A top - performing data scientist and researcher credited with combining research, critical thinking, and analytical expertise to deliver significant contributions to data-driven projects.
AREAS OF EXPERTISE
- Complex Data Analysis
- Statistical Analysis
- Grid Computing
- Instrumentation & Modeling
- Critical Thinking
- Software Development
- Data Collection
Languages: Python, C++, Java, SQL, Teradata, LabVIEW, Fortran, Bash, HTML, LaTeX, CSS
Platforms: GNU/Linux, Mac OSX, VirtualBox, Docker
High Performance Computing: HEP Grids for LHC and Belle II experiments, AWS, HTCondor
Analytics Packages: ROOT, Tableau, R, MS Excel, Turi-Graphlab, pandas, Mat Lab, NumPy
Distributed Computing: Hadoop, MapReduce, Hive, NoSQL, PIG, Spark, DIRAC, PanDA, GridFTP
Machine Learning Algorithms: Neural Net, Boosted Decision Trees, SVM, Logistic and Multi-Variate Linear Regression Analysis
Other: Intel and GNU Compilers, Git, SubVersion, GNU make
- Coordinator of Belle II collaboration wide-area-network (WAN) spread across 5 continents.
- Manager of computing working group for a project called Project8.
- Developer of software modules in Python for DIRAC, a distributed computing framework, crucial for monitoring grid health and scheduling replication of multi petabytes of data across the grid.
- Deployed and managed distributed data management system in production setting on a Linux VM for Belle II collaboration.
- Developed monitoring/visualization for distributed data management in Jupyter notebook using MySQL plugin.
- Analyze multi-millions MySQL entries using Pandas, Numpy and Sci-Kit to predict task completion times.
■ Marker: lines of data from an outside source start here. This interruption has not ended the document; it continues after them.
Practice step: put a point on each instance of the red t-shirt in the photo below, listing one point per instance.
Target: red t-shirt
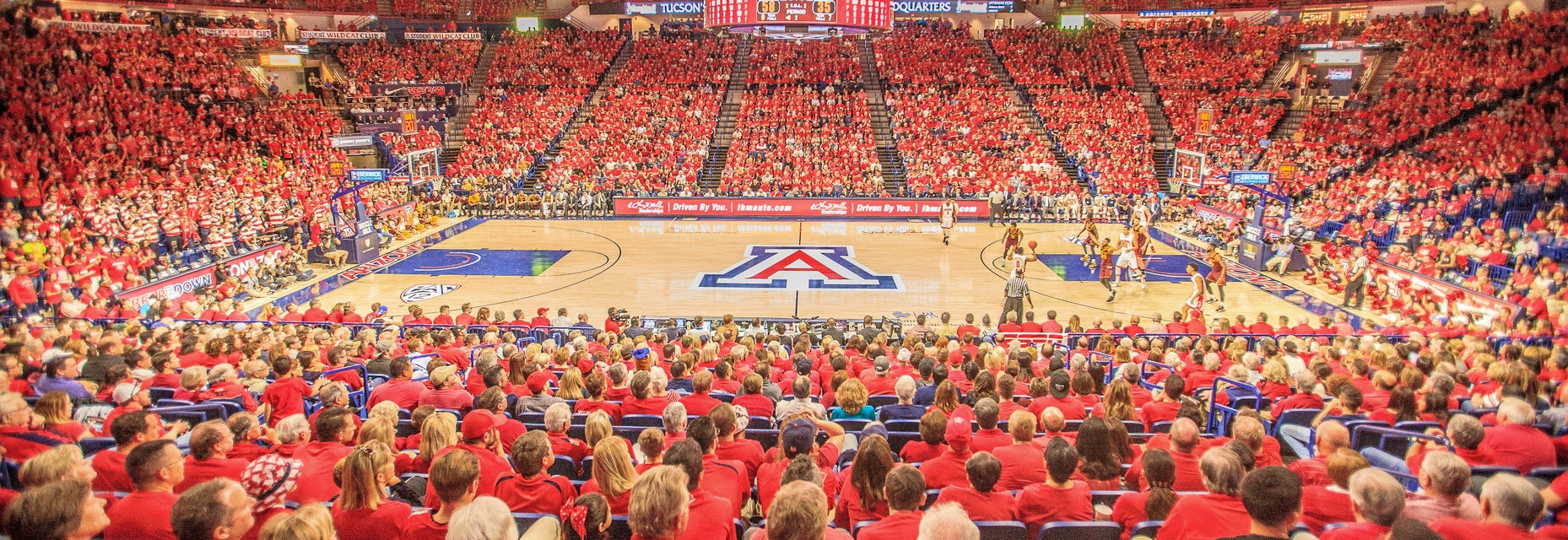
(316, 472)
(198, 472)
(745, 451)
(111, 476)
(286, 397)
(1460, 529)
(541, 494)
(1040, 505)
(921, 451)
(727, 479)
(1322, 506)
(1021, 465)
(1206, 517)
(601, 405)
(897, 526)
(994, 506)
(424, 526)
(619, 505)
(493, 468)
(1358, 531)
(385, 521)
(1158, 412)
(142, 516)
(946, 470)
(1520, 446)
(403, 393)
(709, 517)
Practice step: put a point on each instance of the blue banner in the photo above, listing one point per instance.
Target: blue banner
(1176, 13)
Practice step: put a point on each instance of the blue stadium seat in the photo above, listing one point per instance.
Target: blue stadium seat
(563, 465)
(639, 421)
(1003, 531)
(1081, 531)
(95, 445)
(1147, 529)
(526, 520)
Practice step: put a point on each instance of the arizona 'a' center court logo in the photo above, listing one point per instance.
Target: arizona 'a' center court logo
(800, 267)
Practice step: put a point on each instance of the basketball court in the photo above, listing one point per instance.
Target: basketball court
(772, 269)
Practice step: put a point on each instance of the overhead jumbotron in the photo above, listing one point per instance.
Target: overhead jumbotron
(798, 19)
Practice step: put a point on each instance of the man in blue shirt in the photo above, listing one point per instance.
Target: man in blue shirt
(62, 374)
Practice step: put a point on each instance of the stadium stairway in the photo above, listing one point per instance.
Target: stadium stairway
(725, 131)
(1025, 102)
(894, 173)
(532, 180)
(1046, 11)
(1385, 69)
(1159, 124)
(1291, 122)
(471, 94)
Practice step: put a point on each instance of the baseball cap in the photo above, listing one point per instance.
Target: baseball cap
(442, 372)
(1059, 383)
(959, 434)
(270, 479)
(742, 418)
(126, 392)
(873, 429)
(477, 423)
(538, 381)
(798, 437)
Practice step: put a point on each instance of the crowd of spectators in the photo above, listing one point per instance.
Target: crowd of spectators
(835, 429)
(817, 62)
(127, 156)
(555, 57)
(955, 126)
(652, 127)
(419, 62)
(431, 10)
(1219, 69)
(802, 142)
(1084, 98)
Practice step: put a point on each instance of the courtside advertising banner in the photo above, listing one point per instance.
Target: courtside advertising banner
(187, 283)
(753, 208)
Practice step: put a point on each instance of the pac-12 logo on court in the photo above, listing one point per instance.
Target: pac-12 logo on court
(422, 292)
(800, 267)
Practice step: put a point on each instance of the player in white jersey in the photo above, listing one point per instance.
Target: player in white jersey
(949, 217)
(1129, 258)
(1142, 215)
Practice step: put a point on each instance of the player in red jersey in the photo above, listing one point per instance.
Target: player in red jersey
(1193, 305)
(1217, 275)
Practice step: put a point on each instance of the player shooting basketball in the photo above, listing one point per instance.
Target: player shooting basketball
(1107, 270)
(1217, 275)
(1089, 236)
(1010, 240)
(1195, 300)
(1129, 258)
(949, 217)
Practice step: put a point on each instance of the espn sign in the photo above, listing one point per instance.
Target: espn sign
(795, 208)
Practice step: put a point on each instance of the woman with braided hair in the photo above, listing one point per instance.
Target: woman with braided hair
(585, 518)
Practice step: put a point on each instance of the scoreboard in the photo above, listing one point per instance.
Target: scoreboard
(814, 13)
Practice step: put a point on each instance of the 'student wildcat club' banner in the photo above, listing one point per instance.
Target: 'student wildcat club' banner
(754, 208)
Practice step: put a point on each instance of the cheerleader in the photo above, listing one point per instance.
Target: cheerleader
(1107, 269)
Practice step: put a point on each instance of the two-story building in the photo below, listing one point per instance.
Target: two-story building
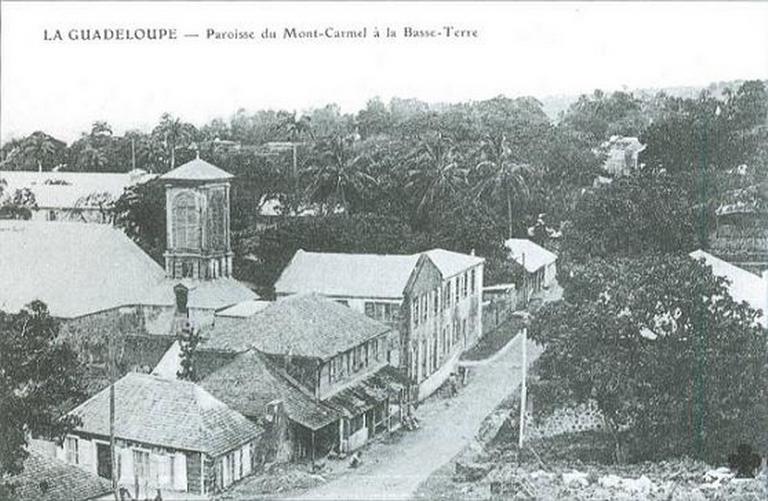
(433, 300)
(321, 365)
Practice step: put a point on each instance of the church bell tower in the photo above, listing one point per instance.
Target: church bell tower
(197, 221)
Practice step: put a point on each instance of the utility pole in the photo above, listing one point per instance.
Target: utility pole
(111, 371)
(133, 153)
(523, 390)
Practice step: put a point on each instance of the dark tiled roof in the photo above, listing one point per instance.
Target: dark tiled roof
(45, 260)
(363, 275)
(172, 413)
(356, 398)
(304, 325)
(197, 170)
(49, 479)
(250, 382)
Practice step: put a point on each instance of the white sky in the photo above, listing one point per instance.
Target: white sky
(524, 49)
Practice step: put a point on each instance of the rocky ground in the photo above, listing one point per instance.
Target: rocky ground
(550, 468)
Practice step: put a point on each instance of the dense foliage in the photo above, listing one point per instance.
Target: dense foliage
(675, 365)
(39, 377)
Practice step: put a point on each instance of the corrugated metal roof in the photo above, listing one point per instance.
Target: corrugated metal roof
(363, 275)
(67, 189)
(529, 254)
(249, 383)
(197, 170)
(743, 285)
(171, 413)
(76, 268)
(307, 325)
(49, 479)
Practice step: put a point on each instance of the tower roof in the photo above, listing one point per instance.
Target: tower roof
(197, 170)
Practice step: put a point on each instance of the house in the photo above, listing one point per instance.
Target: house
(170, 435)
(46, 478)
(622, 155)
(432, 299)
(322, 365)
(539, 265)
(97, 281)
(74, 196)
(743, 285)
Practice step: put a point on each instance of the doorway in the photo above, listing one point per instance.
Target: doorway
(103, 461)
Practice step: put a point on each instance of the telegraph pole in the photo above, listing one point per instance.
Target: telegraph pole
(523, 390)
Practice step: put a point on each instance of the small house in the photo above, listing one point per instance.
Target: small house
(539, 265)
(170, 435)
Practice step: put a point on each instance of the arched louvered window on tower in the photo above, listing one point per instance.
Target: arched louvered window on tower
(186, 222)
(217, 223)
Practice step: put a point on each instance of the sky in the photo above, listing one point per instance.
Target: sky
(538, 49)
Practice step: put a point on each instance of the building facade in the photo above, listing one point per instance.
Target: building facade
(170, 435)
(433, 300)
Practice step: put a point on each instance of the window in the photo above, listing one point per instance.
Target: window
(217, 223)
(71, 450)
(458, 291)
(186, 227)
(141, 464)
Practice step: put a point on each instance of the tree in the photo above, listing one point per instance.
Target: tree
(501, 177)
(174, 135)
(19, 205)
(140, 213)
(338, 172)
(434, 172)
(39, 380)
(38, 151)
(674, 364)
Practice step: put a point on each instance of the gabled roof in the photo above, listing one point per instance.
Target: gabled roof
(170, 413)
(244, 309)
(49, 479)
(306, 325)
(249, 383)
(743, 285)
(529, 254)
(196, 170)
(363, 275)
(76, 268)
(69, 189)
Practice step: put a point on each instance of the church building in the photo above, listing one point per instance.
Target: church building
(103, 287)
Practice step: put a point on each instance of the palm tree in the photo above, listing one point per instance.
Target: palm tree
(501, 177)
(434, 172)
(296, 128)
(339, 172)
(175, 134)
(38, 146)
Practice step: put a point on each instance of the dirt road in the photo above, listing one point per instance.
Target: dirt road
(394, 471)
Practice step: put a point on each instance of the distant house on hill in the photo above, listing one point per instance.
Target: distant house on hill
(622, 155)
(539, 265)
(432, 299)
(742, 285)
(83, 197)
(170, 435)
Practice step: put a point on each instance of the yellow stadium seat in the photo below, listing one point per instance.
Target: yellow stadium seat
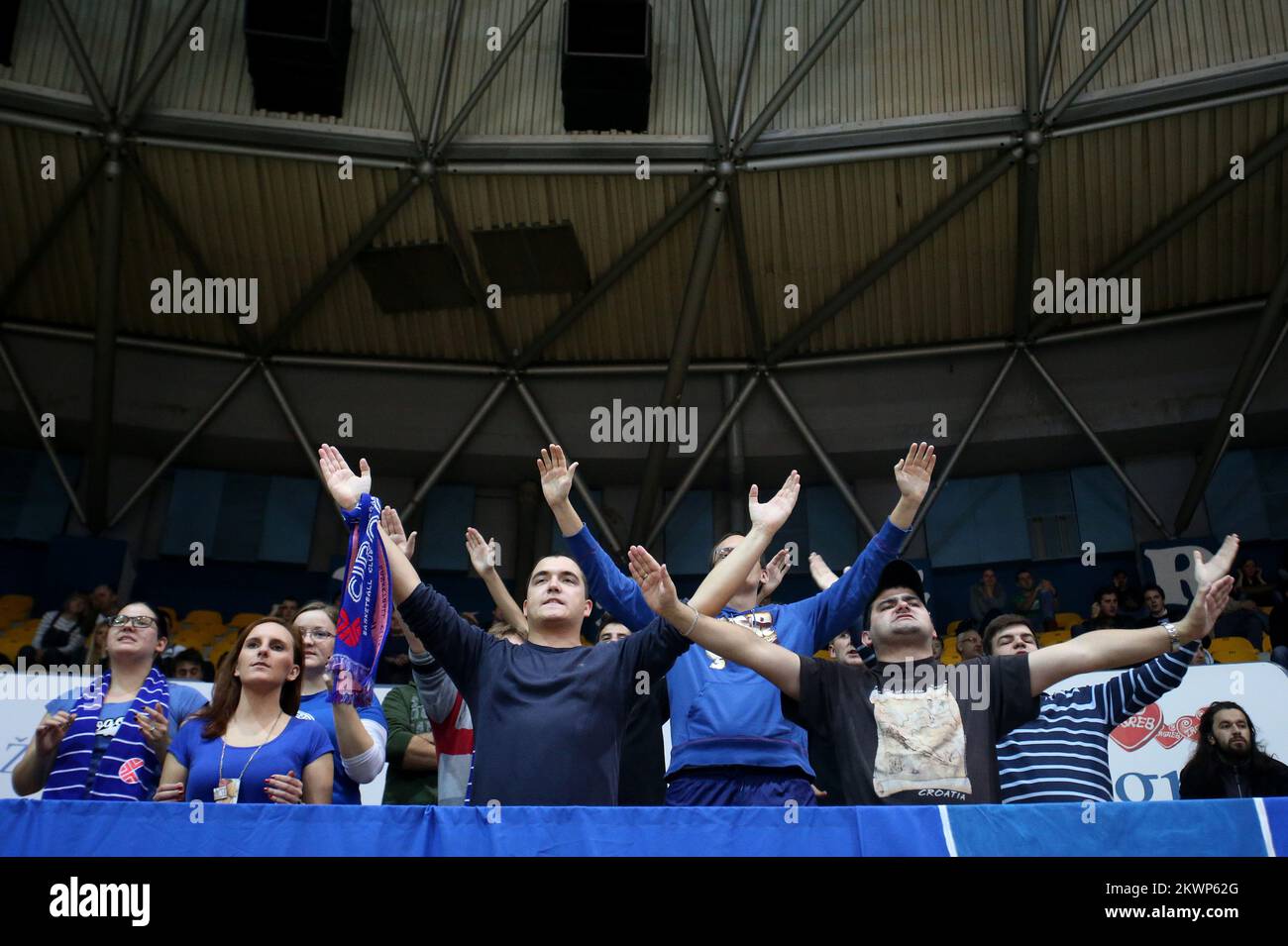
(16, 606)
(1232, 650)
(1048, 637)
(204, 617)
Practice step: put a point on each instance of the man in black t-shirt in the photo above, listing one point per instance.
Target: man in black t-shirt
(911, 730)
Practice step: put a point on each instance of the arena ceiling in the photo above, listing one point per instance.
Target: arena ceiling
(811, 168)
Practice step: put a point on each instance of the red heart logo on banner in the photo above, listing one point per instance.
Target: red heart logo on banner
(1189, 726)
(129, 771)
(1168, 736)
(1134, 731)
(349, 630)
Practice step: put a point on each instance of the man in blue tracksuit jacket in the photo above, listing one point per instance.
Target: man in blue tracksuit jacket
(730, 742)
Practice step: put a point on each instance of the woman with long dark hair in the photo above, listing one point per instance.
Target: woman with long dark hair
(1228, 762)
(110, 740)
(248, 743)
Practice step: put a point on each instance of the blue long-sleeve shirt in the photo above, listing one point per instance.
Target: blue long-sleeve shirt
(722, 713)
(1063, 755)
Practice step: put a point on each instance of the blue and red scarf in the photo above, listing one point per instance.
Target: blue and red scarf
(366, 606)
(129, 770)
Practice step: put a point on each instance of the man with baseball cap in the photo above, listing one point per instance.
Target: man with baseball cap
(911, 730)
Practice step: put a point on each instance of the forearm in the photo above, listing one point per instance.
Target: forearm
(351, 735)
(1096, 650)
(608, 587)
(505, 604)
(566, 516)
(420, 756)
(400, 571)
(905, 511)
(725, 579)
(318, 778)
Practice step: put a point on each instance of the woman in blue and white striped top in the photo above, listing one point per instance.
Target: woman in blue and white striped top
(107, 742)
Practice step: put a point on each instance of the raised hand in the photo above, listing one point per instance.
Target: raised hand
(155, 727)
(912, 473)
(51, 731)
(1209, 572)
(344, 485)
(653, 580)
(397, 534)
(555, 473)
(823, 577)
(482, 558)
(774, 573)
(772, 515)
(1207, 606)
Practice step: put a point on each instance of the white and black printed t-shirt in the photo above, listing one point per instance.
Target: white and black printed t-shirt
(914, 732)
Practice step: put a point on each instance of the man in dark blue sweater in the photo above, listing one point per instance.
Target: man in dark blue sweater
(730, 742)
(548, 716)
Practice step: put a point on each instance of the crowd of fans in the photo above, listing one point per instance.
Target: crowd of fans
(1257, 607)
(522, 712)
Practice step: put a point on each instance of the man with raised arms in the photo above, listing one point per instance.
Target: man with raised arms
(730, 742)
(548, 714)
(911, 730)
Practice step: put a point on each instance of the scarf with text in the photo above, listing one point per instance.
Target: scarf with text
(129, 769)
(366, 606)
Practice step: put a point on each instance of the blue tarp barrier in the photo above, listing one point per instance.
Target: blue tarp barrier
(125, 829)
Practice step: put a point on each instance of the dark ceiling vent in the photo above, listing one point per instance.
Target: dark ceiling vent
(606, 64)
(297, 54)
(8, 25)
(415, 278)
(533, 259)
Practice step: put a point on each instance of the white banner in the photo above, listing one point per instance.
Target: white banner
(1146, 753)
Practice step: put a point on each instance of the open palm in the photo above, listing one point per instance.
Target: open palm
(344, 485)
(655, 581)
(913, 472)
(772, 515)
(1209, 572)
(555, 473)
- Contribute to project on Integrated End-to-End Performance Prediction and Diagnosis for Extreme Scientific Workflows.
- Headed team on grid network data challenge to optimize petabytes of data distribution across Asia, Europe, and North America, developing analytics in Python and ROOT/C++ to identify bottlenecks and potential performance loss issues.
- Created a new partial tag technique on petabytes of data to identify a rare process in nature that occurs less than one in a million times, increasing detection efficiency over other common algorithms by a factor of ten.
- Utilized expert-level knowledge of C++ based Belle data analysis libraries to perform clustering, data classification, Monte Carlo simulations, and complex data analysis on large datasets.
- Provided user support and retained Belle experiment software stack at PIC (PNNL cluster).
Post doctoral fellow
- Key contributor to the discovery of Higgs boson in 2012 as part of the LHC-ATLAS team.
- Utilized machine learning techniques to enhance ATLAS detector’s discovery potential for new particles by 10%.
- Discovered, analyzed, and proposed a solution to a significant feature in simulation model of a major Monte Carlo application recovering statistical estimates in most research by up to 20%.
- Developed critical data quality software for a sub-system of the LHC-ATLAS experiment.
Confidential, Pittsburgh, PA
Graduate Research Assistant
- Designed, installed, and commissioned one sub-detector for LHC-ATLAS experiment at CERN, Geneva and developed software in LabView to stress test the sub-detector.
- Pioneered development of trigger-aware analysis framework in C++, enabling the system to sift through petabytes of raw data and extract normalized event rate critical for meaningful analysis and providing software tutorials for the same available on official CERN wiki sites.
- Performed statistical analysis in C++ and Python to predict sensitivity reach of ATLAS experiment to yet undiscovered processes.